TEMPO.CO, Jakarta - Direktur Pertimbangan Hukum Jaksa Agung Muda Bidang Tata Usaha Negara Kejaksaan Agung, Yogi Hasibuan, mengatakan lembaganya sudah mengirim daftar aset bergerak dan tidak bergerak atas nama Yayasan Beasiswa Supersemar ke Pengadilan Negeri Jakarta Selatan sebagai pengeksekusi.
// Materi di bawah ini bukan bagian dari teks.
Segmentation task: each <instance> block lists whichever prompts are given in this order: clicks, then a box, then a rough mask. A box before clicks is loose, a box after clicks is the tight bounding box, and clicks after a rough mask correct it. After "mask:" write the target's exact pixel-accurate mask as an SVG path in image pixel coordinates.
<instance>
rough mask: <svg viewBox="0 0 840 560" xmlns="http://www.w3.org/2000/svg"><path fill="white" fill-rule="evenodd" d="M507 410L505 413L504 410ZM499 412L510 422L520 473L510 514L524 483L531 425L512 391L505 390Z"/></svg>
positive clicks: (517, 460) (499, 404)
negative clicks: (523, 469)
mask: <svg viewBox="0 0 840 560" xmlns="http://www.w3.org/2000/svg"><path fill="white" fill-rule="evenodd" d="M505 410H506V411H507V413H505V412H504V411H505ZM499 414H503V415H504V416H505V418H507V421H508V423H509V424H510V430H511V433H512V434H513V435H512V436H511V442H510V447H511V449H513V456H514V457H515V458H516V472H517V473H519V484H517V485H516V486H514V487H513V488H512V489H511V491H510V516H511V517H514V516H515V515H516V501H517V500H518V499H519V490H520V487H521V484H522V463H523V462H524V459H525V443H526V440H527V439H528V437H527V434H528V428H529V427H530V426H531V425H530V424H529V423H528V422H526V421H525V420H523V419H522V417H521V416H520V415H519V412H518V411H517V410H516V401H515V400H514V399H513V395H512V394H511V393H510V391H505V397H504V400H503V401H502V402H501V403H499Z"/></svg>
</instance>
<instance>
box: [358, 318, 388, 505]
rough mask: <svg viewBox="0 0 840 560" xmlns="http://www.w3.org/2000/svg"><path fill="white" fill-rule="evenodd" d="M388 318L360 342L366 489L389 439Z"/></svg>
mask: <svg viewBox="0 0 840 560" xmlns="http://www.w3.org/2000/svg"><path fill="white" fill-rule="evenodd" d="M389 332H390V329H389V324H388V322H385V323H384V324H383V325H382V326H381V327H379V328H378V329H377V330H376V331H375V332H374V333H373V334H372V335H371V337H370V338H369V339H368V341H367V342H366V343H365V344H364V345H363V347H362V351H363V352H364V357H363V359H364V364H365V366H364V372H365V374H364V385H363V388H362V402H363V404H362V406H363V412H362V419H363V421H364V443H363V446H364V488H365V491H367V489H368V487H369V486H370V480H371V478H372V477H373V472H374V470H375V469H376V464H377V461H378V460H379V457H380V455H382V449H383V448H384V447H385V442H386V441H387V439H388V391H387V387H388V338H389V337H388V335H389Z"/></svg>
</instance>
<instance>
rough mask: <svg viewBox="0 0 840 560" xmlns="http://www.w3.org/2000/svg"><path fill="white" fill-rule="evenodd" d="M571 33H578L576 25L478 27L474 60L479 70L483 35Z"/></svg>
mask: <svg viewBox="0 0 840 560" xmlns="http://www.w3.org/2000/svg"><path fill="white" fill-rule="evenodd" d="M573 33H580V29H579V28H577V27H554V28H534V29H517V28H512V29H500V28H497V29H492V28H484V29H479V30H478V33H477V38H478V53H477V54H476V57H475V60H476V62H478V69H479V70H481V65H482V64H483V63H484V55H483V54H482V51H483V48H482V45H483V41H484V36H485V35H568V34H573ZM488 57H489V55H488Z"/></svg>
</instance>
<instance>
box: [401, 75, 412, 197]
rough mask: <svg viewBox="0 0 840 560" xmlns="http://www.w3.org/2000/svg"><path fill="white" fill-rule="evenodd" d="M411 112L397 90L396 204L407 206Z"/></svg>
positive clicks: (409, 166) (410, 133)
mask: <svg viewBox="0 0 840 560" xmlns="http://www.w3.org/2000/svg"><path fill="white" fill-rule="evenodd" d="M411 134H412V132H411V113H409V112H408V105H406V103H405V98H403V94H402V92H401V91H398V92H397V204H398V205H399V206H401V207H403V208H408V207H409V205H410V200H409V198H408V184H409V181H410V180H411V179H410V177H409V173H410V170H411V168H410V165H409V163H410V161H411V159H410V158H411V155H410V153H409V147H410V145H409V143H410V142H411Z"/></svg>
Baca: Terkait Kasus Yayasan Supersemar, Granadi Sudah Disita Sejak 2016
Pengadilan, kata dia, perlu segera merampas aset itu untuk kepentingan negara. "Kami sudah ajukan daftar itu. Pengadilan yang dapat menentukan aset itu bisa disita atau tidak," ujar Yogi di Jakarta, Kamis, 22 November 2018.
Kasus ini berawal saat Yayasan Supersemar digugat oleh Kejaksaan Agung secara perdata pada 2007. Yayasan Supersemar diduga menyelewengkan dana beasiswa pada berbagai tingkatan sekolah yang tidak sesuai, dan dipinjamkan kepada pihak ketiga.
Pada pengadilan tingkat pertama, 27 Maret 2008, Pengadilan Negeri Jakarta Selatan mengabulkan gugatan Kejaksaan Agung. Pengadilan menghukum Yayasan Supersemar membayar ganti rugi kepada pemerintah sebesar US$ 105 juta dan Rp 46 miliar. Putusan ini dikuatkan oleh Pengadilan Tinggi Jakarta pada 19 Februari 2009.
Baca: Kejaksaan Agung akan Lacak Aset Yayasan Supersemar di Luar Negeri
Mahkamah Agung menguatkan putusan Pengadilan Tinggi DKI Jakarta pada Oktober 2010. Namun terjadi salah ketik jumlah ganti rugi yang harus dibayarkan. Jumlah yang seharusnya ditulis Rp 185 miliar, tapi yang terketik hanya Rp 185 juta, sehingga putusan itu tidak dapat dieksekusi. Kejaksaan mengajukan peninjauan kembali pada September 2013 dan dikabulkan. MA memutuskan Yayasan Supersemar harus membayar ganti rugi ke negara sebesar Rp 4,4 triliun.
Hingga saat ini, dari Rp 4,4 triliun yang harus dibayarkan oleh Yayasan Supersemar kepada negara, baru Rp 242 miliar nilai aset yang telah dapat disita oleh negara.
Kepala Hubungan Masyarakat Pengadilan Negeri Jakarta Selatan, Achmad Guntur, menuturkan belum ada lagi aset Yayasan Supersemar yang akan disita. Menurut Guntur, aset terakhir yang disita adalah Gedung Granadi di Jalan Rasuna Sahid, sebidang tanah seluas 8.120 meter persegi yang berlokasi di Jalan Megamendung, Kampung Citalingkup, Desa Megamendung, Bogor, dan puluhan rekening dari berbagai bank. “Kami menunggu Kejaksaan Agung memberikan informasi aset selanjutnya yang perlu kami sita,” katanya.